Portfolio Managers Face New Challenges With Shoots Of Greenflation
Tighter environmental regulations, ranging from container ships to cardboard to price spikes, are creating shortages and price spikes. This is called “greenflation” and adds a new twist on corporate valuations.
For all the inflation-is-transitory messages from central banks, double or triple-digit cost increases have become common on company balance sheets, although the green variety has yet to show up in bond markets, the usual early warning system.
Although higher costs may be partly due to supply problems linked to the pandemic, fund managers believe that a strong impetus is being generated by strict new rules to guide the world’s transition towards a greener future.
These may outlast COVID-19’s inflation narrative.
The European Union will reduce greenhouse gas emissions by raising the cost of carbon for transport and factories, reducing gasoline-powered cars, and imposing carbon levies on trading partners.
Aluminium, electricity, and fertiliser are just a few of the sectors being targeted.
Investors generally agree that greenflation is a risk because of the fact that global warming is spiraling out of control and the United Nations stating that frequent floods, droughts, and forest fires are worse.
Fund managers must decide which companies will suffer a loss, which can absorb costs and which will thrive.
Peter Rutter, head equities at Royal London Asset Management believes that modeling how carbon dynamics might impact cash flow, revenues, and share prices is the key to finding the right solution.
“We believe in greenflation. There are situations that take assets out use, such as cars that cannot be driven or ships that aren’t allowed to enter certain ports.
“The second element is the infusion of additional costs. It’s inflationary if companies are able to pass on the costs. Rutter said that if it doesn’t, it adds inflation and hurts margins.”
Higher input costs are reflected in company earnings. It is difficult to determine which environmental factors are responsible for the higher company earnings.
The first quarter saw a 35 basis point drop in gross margins at Home Depot in the United States. This was due to a tripling in lumber prices and a 31% increase in same-store sales.
Conagra, a packaged food company, warned that raw material and packaging costs were affecting profit. This headwind would continue until late-2022.
BofA analysts noted references to inflation during the quarter’s earnings calls.

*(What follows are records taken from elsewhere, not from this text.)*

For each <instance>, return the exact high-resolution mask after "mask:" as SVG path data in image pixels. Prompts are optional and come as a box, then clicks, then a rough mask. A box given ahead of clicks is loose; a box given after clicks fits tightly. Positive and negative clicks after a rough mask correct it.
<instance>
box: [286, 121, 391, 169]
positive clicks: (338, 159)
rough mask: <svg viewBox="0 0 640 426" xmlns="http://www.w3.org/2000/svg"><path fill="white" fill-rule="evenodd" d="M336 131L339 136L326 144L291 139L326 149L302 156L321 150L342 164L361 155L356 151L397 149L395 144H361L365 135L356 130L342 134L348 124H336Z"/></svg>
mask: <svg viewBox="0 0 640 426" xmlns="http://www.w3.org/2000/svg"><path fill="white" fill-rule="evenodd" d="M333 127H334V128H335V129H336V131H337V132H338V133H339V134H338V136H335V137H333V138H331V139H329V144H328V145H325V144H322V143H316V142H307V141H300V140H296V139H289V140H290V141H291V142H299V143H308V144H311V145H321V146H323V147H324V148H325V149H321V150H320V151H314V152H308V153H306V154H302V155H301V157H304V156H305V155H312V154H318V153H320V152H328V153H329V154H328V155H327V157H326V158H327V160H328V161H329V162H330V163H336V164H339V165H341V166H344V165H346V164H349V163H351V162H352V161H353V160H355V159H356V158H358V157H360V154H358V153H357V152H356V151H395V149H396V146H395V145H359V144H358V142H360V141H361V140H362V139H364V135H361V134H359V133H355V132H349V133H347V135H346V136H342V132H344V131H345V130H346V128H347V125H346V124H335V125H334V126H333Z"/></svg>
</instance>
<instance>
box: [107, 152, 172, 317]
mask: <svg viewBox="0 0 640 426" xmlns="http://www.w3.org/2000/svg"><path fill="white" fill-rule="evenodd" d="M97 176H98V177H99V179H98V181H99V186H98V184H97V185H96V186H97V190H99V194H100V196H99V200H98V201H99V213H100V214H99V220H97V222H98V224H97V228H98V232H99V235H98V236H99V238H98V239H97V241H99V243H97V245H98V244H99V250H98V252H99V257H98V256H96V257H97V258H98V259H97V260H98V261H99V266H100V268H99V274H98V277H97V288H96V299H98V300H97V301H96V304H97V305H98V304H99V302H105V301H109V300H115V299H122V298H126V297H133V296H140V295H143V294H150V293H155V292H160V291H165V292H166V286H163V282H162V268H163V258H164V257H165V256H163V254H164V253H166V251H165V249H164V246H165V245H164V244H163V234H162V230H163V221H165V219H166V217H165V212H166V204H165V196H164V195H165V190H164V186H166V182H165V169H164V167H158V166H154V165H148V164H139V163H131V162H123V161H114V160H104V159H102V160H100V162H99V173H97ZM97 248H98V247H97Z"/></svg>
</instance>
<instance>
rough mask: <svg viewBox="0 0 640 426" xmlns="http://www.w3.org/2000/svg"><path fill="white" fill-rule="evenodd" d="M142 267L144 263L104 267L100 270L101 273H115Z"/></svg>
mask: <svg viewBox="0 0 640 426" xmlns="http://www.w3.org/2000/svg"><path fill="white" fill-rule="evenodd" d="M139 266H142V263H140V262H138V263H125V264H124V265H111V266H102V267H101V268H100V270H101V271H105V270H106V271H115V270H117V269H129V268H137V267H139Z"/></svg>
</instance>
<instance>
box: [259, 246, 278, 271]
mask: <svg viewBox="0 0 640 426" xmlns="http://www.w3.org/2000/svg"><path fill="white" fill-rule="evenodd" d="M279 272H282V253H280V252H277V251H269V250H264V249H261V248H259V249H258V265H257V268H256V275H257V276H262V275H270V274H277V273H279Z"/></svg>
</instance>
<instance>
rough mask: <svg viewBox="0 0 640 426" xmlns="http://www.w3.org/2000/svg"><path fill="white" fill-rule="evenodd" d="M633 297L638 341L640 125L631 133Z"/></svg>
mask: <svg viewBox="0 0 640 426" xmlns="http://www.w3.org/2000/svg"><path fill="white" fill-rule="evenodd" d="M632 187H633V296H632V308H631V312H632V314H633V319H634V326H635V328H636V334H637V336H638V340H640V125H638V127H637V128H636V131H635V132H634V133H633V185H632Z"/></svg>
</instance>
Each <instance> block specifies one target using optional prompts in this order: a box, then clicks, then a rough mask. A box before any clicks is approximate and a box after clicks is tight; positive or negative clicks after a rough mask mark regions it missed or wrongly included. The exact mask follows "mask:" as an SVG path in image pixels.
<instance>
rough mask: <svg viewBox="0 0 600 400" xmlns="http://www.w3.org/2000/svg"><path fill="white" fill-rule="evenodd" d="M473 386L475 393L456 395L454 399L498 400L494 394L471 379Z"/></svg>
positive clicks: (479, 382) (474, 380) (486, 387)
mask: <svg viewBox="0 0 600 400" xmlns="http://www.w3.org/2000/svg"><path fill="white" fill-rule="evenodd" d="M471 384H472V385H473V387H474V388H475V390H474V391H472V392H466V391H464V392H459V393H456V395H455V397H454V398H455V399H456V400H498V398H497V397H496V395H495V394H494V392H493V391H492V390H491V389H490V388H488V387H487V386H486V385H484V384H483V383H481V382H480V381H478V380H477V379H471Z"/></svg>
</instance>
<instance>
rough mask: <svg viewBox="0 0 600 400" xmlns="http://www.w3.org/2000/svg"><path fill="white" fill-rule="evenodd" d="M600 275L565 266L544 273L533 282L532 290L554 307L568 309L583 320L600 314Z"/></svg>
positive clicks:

They estimated that they rose 1000% year over year for companies in S&P 500 indexes and 400% for European STOXX 600 indexes.
Graphic: Inflation mentions
GROWING A TREE
Shipbuilding is one example. Officials attribute the drop in orders partly to uncertainty about which technology to use for alternative fuels.
Delivery of new vessels can take up to three years. They also typically operate for longer than 20 years. High-emission ships may not be economically viable by that time. Owners must purchase permits if shipping is added into carbon markets. Otherwise, they risk port bans.
Graphic: The ratio of dry bulk ship orders to fleet sizes has shrunk
This could support already high freight costs.
Geraldine Sundstrom, manager of PIMCO fund, noted that tighter forestry regulations as well as the closing of polluting Chinese foundries have an impact on timber and metal prices.
Sundstrom stated, “It takes time for a tree to grow.” “In a digital and green world, you must position yourself in the right place where there are no barriers to entry and thus pricing power.”
Sundstrom believes that sectors like integrated forestries or shipping could see significant price increases “as markets still bet on prices mean-reverting.”
There will be losers, too. According to Kempen Capital Management’s recent research, the world’s stock market could see a 20% drop if carbon prices, which is the price companies pay for polluting, rise by $75 per tonne.